Proposed Congressional Changes to Make ERISA More Reasonable

During this 110th Congress, there have been two proposed bills intended to amend the Employee Retirement Income Security Act of 1974 (“ERISA”) to improve the protection of employee benefits, such as a employee’s long-term disability (LTD) claim.

The first is a bill proposed by Congresswoman Carolyn McCarthy, of the Fourth District of New York, titled the “Equality for Workers under ERISA Act of 2007.” HR2622. This very short amendment to the ERISA statute would simply add a paragraph to Section 502(e) to clarify that any civil action commenced in court shall be decided by the court as a “de novo” proceeding without any deference to any claim determination made prior to commencement of such actions. In other words, the judge reviewing a denial of a benefit would be required to look at the case from a new perspective without granting any deference to the insurance company’s decision under what has presently come to be known as the “arbitrary and capricious” standard of review. The insurance company would no longer have the unfair advantage in court over a disabled person.

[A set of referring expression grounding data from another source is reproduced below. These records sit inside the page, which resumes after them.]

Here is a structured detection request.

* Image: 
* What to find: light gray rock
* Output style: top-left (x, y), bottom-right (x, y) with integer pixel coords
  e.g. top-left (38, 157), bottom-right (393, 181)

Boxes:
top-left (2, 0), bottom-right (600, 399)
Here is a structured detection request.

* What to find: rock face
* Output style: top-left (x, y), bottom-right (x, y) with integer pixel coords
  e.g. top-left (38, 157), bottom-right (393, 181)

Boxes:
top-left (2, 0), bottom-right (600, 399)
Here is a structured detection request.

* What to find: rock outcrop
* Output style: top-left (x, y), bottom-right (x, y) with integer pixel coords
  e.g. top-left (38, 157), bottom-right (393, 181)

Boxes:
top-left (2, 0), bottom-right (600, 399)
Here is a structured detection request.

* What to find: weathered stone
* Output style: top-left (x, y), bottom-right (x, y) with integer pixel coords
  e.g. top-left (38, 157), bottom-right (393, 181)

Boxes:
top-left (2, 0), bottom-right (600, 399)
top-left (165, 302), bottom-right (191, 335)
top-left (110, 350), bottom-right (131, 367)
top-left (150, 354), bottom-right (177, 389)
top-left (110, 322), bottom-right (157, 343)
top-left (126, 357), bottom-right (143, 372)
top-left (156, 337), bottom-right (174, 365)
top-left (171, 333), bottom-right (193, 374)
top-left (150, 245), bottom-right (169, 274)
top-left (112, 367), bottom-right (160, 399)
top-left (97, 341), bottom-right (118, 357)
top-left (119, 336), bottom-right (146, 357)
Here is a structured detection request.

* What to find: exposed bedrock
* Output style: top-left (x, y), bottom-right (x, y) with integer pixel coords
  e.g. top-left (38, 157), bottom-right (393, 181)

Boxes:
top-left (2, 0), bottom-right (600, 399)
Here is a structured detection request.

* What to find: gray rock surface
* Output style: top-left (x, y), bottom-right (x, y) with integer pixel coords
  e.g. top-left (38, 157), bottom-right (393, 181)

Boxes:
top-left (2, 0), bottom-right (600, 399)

A far more extensive bill has been proposed by Senator Harkin in the United States Senate. In addition to mandating that all judges review an insurance company’s denial of benefits under the “de novo” standard of review, the court would also be required to review all evidence presented. Currently, the insurance company argues, and the judge typically agrees, that the court is only permitted to review the ERISA record (a.k.a the insurance company’s claim file). In addition, Senator Harkin’s amendment will allow for an award of reasonably foreseeable economic and non-economic damages. Presently, only the denied employee benefit at issue is recoverable. While some courts will award a reasonable interest on withheld benefits, if the Plantiff is successful, the new bill by Senator Harkin mandates that all interest be awarded. The present version of ERISA Section 502(g) permits a court to award reasonable attorney’s fees to a prevailing Plaintiff. However, most courts will only allow an award of attorney’s fees incurred during the litigation process and not for the attorney’s fees incurred by the participant during the required pre-litigation appeal, which must be submitted to the insurance company prior to the filing of a lawsuit. This amendment would allow a court to award all attorney’s fees, and not just those incurred during the litigation process. Such an amendment would be eminently fair to the participant, as it is the only way for him or her to be made whole after a court has determined that the insurance company’s denial of benefits was unreasonable.

My office encourages any employee who is presently or may become entitled to claim an employee benefit, especially those relating to disability payments, to contact his or her representative or senator to become a co-sponsor of the bill or at least vote favorably for the bill if and when it comes up for a vote.